Levinas isn’t asking about the AI’s side of the relationship. He’s asking about yours.

Not whether AI can be a genuine Thou, but what happens to you ethically when you spend extended time in a relationship where the Other’s claim on you has been engineered away. Buber diagnoses an absence — no genuine encounter available. Levinas diagnoses a deterioration — your capacity for encounter weakens when it goes unexercised.

Different problems, both present in the AI companion case. The practical difference: Buber suggests looking for genuine otherness. Levinas suggests examining what you’re practicing. Both diagnoses point at the same gap the research keeps finding. The problem isn’t that AI companions are fake. It’s that they’re too easy.


What You Can Actually Practice

Levinas doesn’t give you a technique. His framework is more diagnostic than prescriptive.

But practices follow from taking the diagnosis seriously.

Show up where the demand is real. Caregiving, volunteer work, sustained involvement with people who genuinely need something from you — not as a performance of ethics, but because being in situations where someone’s face makes a claim on you is practice at staying present to it. This is not comfortable. That’s the point.

Let yourself be inconvenienced by the people you care about. This sounds simple and is actually difficult. The reflex is to manage relationships for mutual smoothness. Levinas suggests the inconvenience — being pulled out of your own plans by someone else’s need — is where the ethical capacity gets exercised, not where it breaks down.

Notice when you’re replacing difficulty with comfort. The distinction between solitude and loneliness is useful here. Not all time alone is avoidance. But honest attention to whether you’re retreating to the mirror or sitting with something real is worth developing.

Take genuinely difficult conversations seriously. Hegel’s recognition theory requires confronting another as a full subject — and that requires letting their perspective land, including when it costs you something. That’s practice at the kind of encounter Levinas thinks ethics is made of.

None of these are dramatic. They’re ordinary situations where the face of the Other becomes present. The practice is not turning away.


What Levinas Doesn’t Solve

The framework is bracing in its diagnosis. It’s less useful as a consolation.

It doesn’t account for people for whom human relationships have been consistently unsafe — where the Other’s face has historically come with exploitation or harm. For them, careful cultivation of lower-stakes interaction as a step toward genuine relationship might be exactly right. Levinas’s ethics assumes a world where encountering the Other is possible. For some people, the therapeutic work is building toward that possibility first.

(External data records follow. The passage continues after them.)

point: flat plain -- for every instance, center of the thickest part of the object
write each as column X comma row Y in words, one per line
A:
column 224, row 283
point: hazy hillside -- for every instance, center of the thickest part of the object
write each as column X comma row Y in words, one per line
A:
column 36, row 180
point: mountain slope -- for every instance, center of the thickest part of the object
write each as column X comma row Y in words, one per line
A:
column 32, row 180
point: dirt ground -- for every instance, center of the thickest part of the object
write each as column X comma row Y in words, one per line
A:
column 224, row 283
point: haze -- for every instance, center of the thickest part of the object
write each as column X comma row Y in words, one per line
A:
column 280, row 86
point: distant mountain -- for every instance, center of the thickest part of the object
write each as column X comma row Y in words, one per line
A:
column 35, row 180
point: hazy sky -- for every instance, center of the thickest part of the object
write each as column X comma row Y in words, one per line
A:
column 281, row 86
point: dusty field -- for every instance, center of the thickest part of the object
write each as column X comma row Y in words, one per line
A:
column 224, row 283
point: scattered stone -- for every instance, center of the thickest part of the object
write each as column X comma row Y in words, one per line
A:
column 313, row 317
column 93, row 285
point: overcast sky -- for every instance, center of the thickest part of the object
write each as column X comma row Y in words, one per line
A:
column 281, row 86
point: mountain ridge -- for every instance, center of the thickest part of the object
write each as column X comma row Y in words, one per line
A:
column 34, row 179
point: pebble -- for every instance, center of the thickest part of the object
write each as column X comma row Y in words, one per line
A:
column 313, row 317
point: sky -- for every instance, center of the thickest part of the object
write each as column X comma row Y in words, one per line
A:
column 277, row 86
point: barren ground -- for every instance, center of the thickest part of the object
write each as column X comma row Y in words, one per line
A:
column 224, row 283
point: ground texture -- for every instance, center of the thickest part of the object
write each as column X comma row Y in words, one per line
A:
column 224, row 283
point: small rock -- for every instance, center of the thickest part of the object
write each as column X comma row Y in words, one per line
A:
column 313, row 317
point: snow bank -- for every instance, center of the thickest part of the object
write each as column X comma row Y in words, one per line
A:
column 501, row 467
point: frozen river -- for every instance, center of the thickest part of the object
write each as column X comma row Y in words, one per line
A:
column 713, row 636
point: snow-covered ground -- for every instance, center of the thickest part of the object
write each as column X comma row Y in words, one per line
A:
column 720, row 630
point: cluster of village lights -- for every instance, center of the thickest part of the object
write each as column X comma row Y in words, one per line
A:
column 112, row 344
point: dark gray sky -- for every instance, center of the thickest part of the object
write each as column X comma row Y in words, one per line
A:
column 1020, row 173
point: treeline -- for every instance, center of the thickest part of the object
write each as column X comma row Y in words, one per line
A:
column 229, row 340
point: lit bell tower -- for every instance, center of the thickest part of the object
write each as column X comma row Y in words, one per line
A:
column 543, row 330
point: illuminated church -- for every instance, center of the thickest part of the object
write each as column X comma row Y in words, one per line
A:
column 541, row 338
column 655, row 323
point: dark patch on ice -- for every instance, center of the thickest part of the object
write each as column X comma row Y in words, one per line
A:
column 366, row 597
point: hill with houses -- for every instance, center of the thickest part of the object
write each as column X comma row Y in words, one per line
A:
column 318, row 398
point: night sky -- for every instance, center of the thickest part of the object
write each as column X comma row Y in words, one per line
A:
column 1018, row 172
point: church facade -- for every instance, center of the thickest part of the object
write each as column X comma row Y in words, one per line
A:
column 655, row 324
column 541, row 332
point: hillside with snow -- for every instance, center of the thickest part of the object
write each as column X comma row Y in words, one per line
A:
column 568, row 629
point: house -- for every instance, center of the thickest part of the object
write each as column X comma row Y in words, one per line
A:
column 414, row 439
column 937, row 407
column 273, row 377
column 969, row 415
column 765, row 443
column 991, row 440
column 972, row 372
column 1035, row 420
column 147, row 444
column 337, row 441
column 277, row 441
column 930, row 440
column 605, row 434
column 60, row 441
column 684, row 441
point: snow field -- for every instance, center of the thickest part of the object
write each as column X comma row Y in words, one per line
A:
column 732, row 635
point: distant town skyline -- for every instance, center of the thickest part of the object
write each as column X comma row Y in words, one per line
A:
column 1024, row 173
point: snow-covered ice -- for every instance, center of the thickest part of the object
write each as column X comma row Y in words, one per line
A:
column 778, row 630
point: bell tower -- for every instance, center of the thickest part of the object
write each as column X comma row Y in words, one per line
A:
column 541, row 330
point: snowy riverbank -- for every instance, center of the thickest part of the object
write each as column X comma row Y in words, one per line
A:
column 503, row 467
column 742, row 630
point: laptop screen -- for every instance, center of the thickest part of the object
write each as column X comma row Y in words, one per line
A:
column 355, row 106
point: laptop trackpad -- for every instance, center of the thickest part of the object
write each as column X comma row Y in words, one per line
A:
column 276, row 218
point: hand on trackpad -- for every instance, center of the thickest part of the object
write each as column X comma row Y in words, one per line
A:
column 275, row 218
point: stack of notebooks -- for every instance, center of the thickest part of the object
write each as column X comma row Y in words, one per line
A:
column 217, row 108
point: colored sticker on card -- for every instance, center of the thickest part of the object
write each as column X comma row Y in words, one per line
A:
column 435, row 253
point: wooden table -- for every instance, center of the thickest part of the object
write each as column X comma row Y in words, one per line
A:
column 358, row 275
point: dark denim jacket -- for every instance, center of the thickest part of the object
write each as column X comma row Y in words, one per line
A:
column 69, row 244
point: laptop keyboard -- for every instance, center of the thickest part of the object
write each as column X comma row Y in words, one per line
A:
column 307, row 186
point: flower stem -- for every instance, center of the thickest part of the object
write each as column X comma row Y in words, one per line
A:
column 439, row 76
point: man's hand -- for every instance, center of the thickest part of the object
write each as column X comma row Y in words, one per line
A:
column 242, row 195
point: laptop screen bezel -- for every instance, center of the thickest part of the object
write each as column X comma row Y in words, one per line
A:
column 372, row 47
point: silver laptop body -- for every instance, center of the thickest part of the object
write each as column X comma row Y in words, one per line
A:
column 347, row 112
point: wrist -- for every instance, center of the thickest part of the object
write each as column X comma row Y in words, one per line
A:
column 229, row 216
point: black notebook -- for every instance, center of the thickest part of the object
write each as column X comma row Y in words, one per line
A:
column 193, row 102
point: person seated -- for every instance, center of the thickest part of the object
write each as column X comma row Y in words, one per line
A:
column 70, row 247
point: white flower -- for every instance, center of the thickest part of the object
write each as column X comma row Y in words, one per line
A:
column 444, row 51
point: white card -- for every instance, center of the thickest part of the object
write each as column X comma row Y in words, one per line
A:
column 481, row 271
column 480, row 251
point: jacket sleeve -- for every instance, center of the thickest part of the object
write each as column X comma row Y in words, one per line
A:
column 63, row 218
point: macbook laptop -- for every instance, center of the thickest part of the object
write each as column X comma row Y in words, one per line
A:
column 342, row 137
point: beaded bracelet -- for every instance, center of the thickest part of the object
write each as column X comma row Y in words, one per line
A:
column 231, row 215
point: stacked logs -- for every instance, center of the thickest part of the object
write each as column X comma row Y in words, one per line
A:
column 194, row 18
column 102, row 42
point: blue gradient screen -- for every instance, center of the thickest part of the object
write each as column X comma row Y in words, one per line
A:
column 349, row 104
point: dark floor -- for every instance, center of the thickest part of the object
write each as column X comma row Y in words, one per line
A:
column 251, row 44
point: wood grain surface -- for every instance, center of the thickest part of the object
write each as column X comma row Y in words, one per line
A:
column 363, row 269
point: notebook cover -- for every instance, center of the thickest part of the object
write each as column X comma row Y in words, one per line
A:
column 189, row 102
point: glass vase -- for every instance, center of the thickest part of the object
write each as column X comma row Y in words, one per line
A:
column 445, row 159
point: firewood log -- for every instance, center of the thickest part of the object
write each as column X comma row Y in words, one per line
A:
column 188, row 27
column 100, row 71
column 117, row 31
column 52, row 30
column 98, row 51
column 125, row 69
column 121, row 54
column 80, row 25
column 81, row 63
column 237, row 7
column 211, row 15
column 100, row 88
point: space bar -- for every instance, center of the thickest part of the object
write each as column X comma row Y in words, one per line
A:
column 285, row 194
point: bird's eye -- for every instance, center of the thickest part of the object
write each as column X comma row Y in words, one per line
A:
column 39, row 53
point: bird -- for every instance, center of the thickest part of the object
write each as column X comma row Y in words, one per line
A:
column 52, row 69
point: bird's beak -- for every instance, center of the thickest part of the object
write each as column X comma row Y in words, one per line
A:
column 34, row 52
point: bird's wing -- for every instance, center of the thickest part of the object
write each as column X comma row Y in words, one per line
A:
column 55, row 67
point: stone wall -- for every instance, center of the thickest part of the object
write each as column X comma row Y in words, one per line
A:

If genuine human connection feels dangerous rather than merely difficult, working with a therapist is more useful than working with Levinas. The philosophy names the goal. It doesn’t build the road to it.

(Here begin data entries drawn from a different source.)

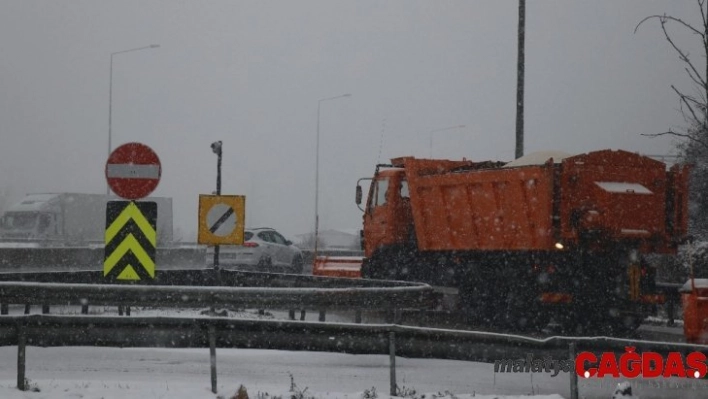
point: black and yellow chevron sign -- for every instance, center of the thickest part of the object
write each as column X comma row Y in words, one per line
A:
column 131, row 238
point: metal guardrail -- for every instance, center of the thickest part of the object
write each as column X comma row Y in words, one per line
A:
column 394, row 340
column 212, row 288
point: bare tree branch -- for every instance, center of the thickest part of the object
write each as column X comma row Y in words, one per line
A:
column 683, row 99
column 678, row 134
column 693, row 78
column 683, row 56
column 668, row 17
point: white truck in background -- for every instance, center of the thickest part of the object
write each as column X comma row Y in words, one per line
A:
column 71, row 219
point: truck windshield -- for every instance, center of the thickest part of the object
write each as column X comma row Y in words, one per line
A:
column 19, row 221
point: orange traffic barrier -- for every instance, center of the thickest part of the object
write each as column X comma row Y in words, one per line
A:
column 694, row 298
column 337, row 266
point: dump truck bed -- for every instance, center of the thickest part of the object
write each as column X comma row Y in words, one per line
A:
column 622, row 195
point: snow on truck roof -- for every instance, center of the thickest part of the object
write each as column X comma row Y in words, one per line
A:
column 539, row 158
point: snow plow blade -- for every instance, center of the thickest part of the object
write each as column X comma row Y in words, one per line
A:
column 338, row 266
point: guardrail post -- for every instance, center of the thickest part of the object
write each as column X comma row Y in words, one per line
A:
column 21, row 348
column 670, row 311
column 573, row 375
column 212, row 356
column 392, row 361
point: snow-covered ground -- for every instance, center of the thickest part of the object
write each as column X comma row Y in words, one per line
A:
column 108, row 373
column 94, row 372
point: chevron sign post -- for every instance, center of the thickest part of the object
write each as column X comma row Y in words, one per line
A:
column 131, row 238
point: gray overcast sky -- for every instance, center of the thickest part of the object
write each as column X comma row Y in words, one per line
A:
column 251, row 74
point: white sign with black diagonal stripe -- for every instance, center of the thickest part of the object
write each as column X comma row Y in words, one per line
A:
column 221, row 220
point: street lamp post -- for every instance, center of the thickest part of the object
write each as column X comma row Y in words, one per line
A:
column 317, row 172
column 216, row 149
column 440, row 130
column 110, row 98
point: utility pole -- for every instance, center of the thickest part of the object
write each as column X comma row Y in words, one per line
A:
column 520, row 82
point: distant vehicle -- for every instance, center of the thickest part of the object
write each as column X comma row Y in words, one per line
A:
column 71, row 219
column 264, row 249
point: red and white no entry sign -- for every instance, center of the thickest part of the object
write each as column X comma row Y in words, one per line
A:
column 133, row 171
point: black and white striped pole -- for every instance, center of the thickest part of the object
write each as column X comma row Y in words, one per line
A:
column 216, row 148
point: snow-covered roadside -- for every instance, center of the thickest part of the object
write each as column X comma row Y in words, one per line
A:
column 112, row 373
column 86, row 372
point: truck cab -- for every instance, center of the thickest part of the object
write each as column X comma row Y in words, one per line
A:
column 387, row 216
column 33, row 218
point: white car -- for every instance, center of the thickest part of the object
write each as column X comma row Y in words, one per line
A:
column 263, row 249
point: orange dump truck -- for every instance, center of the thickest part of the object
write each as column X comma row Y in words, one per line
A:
column 527, row 241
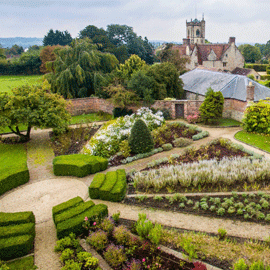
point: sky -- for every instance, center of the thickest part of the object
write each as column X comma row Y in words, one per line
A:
column 247, row 20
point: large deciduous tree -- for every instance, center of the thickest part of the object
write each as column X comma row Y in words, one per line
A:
column 57, row 38
column 33, row 106
column 250, row 53
column 74, row 71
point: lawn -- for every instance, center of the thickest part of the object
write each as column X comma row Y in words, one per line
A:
column 258, row 140
column 9, row 82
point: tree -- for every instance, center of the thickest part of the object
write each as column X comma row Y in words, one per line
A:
column 74, row 70
column 33, row 106
column 57, row 38
column 140, row 139
column 171, row 54
column 212, row 107
column 47, row 55
column 250, row 53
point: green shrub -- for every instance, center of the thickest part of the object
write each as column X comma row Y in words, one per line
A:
column 182, row 142
column 257, row 117
column 66, row 205
column 212, row 107
column 96, row 184
column 74, row 225
column 16, row 230
column 7, row 219
column 72, row 212
column 167, row 147
column 140, row 139
column 78, row 165
column 15, row 247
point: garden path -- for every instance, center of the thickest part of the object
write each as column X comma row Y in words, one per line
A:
column 44, row 191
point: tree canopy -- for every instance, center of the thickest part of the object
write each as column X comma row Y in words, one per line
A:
column 33, row 106
column 74, row 71
column 250, row 53
column 57, row 38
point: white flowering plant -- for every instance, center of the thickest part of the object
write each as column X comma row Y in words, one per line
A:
column 106, row 141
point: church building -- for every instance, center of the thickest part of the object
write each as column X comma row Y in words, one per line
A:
column 221, row 57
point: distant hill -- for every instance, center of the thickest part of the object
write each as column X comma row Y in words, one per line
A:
column 21, row 41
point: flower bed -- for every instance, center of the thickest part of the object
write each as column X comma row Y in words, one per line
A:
column 244, row 207
column 106, row 141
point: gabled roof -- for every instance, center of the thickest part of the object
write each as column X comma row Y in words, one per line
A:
column 231, row 86
column 241, row 71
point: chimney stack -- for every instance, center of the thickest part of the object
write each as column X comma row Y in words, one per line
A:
column 232, row 40
column 250, row 92
column 186, row 41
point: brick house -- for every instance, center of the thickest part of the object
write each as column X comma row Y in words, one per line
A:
column 237, row 90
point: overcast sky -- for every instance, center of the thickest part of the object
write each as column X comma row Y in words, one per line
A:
column 247, row 20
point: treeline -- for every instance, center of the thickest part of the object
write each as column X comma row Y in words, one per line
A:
column 119, row 40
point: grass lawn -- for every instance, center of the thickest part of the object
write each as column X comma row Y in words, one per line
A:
column 257, row 140
column 8, row 82
column 26, row 263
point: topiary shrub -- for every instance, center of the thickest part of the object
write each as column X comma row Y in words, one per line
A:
column 212, row 107
column 140, row 139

The Stoic approach to loneliness adds something Levinas leaves out: the importance of developing the inner resources that allow you to show up to another’s demand from a place of stability, not depletion. Infinite responsibility is a real description of the ethical structure. It isn’t a sustainable operating mode without some interior ground to stand on.


Levinas was writing about ethics, not technology. But the thing he identified — the demand the Other’s face places on you, the pre-voluntary interruption of your self-sufficiency — maps with almost mechanical precision onto what comfort-optimized AI removes.

The loneliness epidemic isn’t running on a shortage of warmth. The warmth is available at scale, in apps, in a hundred calibrated forms. What’s short is the demand. The face. The thing that calls you out of yourself before you choose to go.

That’s what’s being removed, quietly and by design, in every interaction that’s been optimized to make sure you never feel uncomfortable.


This post draws on philosophy as a tool for reflection, not as a substitute for mental health care. If loneliness or difficulty with human connection is significantly affecting your daily life, please consider speaking with a therapist. Levinas clarifies what’s at stake. He doesn’t replace the work of actually building toward it.